I od razu przeszliśmy do jądra ciemności. Nie dałeś mi szans na grę wstępną, budowanie pejzażu i atmosfery. Działasz bez znieczulenia. Taka jest Twoja poezja. Czy od zawsze miałeś taki zamiar – by nie bawić się w tzw. poetyczność i wkładanie gorzkiej treści w strawną polewę? Tu cytuję z pamięci, więc pewnie niedokładnie, krytykę Wittgensteina wyrażoną przez Ernesta Gellnera – jeśli chce się coś powiedzieć, należy to mówić wprost?

Ja naprawdę wierzę w słowo i realizm oraz w to, że za słowem stoi realizm. A te ciężkie tematy przez to, że były domowe i rodzinne, nie są aż tak ciężkie, ponieważ były wymieszane z normalnym domowym cyklem życia: radości, nuda. Jestem na tyle odległym pokoleniem, a jednocześnie na tyle bliskim, że mam dystans, dzięki któremu mogę próbować mówić o tych doświadczeniach w trochę inny sposób niż dotychczas.

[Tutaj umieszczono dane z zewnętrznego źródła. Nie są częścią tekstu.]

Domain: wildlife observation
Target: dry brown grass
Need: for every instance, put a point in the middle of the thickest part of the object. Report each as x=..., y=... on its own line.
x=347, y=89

Pewna osoba pamiętająca czasy okupacji i Zagłady, a czytająca z uznaniem Twoje wiersze, miała kłopot: „Albo jest geniuszem, albo to wszystko zimna kreacja. Ten człowiek nie ma prawa wiedzieć aż tyle o cierpieniu i wzgardzie”. Co byś jej odparł?

Po pierwsze, przyjąłbym to, co mówi, z pokorą. Jestem za wielogłosem i naprawdę rozumiem podejrzliwość i dystans, rozumiem problem ‒ czemu ktoś z rocznika ’84 pisze w manierze Edgara Lee Mastersa o sytuacjach granicznych typu ludobójstwo. To są trudne tematy i bardzo łatwo je cynicznie wykorzystać. Nigdy nie ubezpieczałem się historiami rodzinnymi, ale to jest jednak odpowiedź na pytanie. W dużej mierze moje życie jest efektem traumy mojego dziadka, który przekazał pewien rodzaj milczenia mojemu ojcu, a mój ojciec mnie. Wydaje mi się, że ja pierwszy w mojej rodzinie próbuję to milczenie przełamać i coś z nim lepiej lub gorzej zrobić. Staram się być jak najuczciwszy, ale w pełni rozumiem opór i bycie na „nie”. Uprawiam swój ogródek i staram się robić to porządnie, ale na pewno te tematy są na tyle trudne i problematyczne, że budzą podejrzliwość – vide mój rocznik.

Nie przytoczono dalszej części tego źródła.